I am working on ERA5 reanalysis data in NetCDF format, and I need to compute wind direction based on U and V components.
I already have a working piece of Python code to do so using xarray and pandas, and saving output as NetCDF.
While I do not add any additional data (only applying transformation to compute a new variable instead of U and V), I'm getting a huge increase in the size of the ouput file. Input files are about 30 Mo and the output one is about 300 Mo.
Can someone explain what is going on ? There must be something with the way my output file is being shaped, but I don't get how. Is it due to the encoding of the file, datatype used (float32 in both input and output here), or any other NetCDF format issue ?
Also, do you have any idea how I could optimize the size of the output file ?
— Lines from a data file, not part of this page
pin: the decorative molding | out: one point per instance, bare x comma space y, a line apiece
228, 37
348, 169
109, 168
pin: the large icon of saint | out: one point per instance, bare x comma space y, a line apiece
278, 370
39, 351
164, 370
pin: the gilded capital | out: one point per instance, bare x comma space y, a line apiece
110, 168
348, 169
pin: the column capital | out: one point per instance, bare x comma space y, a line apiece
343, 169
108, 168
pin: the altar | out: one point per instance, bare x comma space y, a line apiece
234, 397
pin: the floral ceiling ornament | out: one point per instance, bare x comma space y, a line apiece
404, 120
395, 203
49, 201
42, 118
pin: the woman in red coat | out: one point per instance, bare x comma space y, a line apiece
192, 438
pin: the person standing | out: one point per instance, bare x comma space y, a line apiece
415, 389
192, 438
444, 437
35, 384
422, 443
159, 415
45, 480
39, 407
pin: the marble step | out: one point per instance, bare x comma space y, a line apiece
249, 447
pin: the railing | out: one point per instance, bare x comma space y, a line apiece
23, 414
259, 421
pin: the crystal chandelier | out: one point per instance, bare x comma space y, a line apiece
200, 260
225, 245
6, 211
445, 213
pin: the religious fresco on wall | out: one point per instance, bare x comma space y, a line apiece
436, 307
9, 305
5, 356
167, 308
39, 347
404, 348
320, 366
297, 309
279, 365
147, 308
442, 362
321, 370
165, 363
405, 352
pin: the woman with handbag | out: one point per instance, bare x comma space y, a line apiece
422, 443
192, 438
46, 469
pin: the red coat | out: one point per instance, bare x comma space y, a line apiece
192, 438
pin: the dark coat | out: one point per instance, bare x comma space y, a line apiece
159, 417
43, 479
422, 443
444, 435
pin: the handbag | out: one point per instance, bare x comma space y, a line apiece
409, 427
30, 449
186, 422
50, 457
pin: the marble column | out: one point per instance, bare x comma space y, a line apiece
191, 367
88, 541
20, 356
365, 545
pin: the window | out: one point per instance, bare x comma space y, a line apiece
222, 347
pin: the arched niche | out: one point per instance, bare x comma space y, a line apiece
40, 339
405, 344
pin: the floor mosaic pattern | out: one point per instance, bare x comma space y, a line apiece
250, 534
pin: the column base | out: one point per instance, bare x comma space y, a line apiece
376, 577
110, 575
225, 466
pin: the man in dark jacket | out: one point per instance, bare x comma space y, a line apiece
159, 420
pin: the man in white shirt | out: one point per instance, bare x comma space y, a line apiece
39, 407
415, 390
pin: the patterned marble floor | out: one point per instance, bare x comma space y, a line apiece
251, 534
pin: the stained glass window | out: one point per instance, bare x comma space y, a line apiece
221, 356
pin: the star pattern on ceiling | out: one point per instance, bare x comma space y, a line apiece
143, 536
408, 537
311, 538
To help you understand the differences, here is a summary of the input file :
<xarray.Dataset>
Dimensions: (latitude: 7, longitude: 8, time: 113952)
Coordinates:
number int64 ...
* time (time) datetime64[ns] 1979-01-01 ... 1991-12-31T23:00:00
step timedelta64[ns] ...
surface float64 ...
* latitude (latitude) float64 47.5 47.25 47.0 46.75 46.5 46.25 46.0
* longitude (longitude) float64 -3.0 -2.75 -2.5 -2.25 -2.0 -1.75 -1.5 -1.25
valid_time (time) datetime64[ns] ...
Data variables:
u10 (time, latitude, longitude) float32 ...
Attributes:
GRIB_edition: 1
GRIB_centre: ecmf
GRIB_centreDescription: European Centre for Medium-Range Weather Forecasts
GRIB_subCentre: 0
Conventions: CF-1.7
institution: European Centre for Medium-Range Weather Forecasts
history: 2022-05-04T13:10 GRIB to CDM+CF via cfgrib-0.9.9...
And the output one :
<xarray.Dataset>
Dimensions: (latitude: 7, longitude: 8, time: 113952)
Coordinates:
* time (time) datetime64[ns] 1979-01-01 ... 1991-12-31T23:00:00
* latitude (latitude) float64 46.0 46.25 46.5 46.75 47.0 47.25 47.5
* longitude (longitude) float64 -3.0 -2.75 -2.5 -2.25 -2.0 -1.75 -1.5 -1.25
Data variables:
number (time, latitude, longitude) int64 0 0 0 0 0 0 0 ... 0 0 0 0 0 0
step (time, latitude, longitude) timedelta64[ns] 00:00:00 ... 00:0...
surface (time, latitude, longitude) float64 0.0 0.0 0.0 ... 0.0 0.0 0.0
valid_time (time, latitude, longitude) datetime64[ns] 1979-01-01 ... 199...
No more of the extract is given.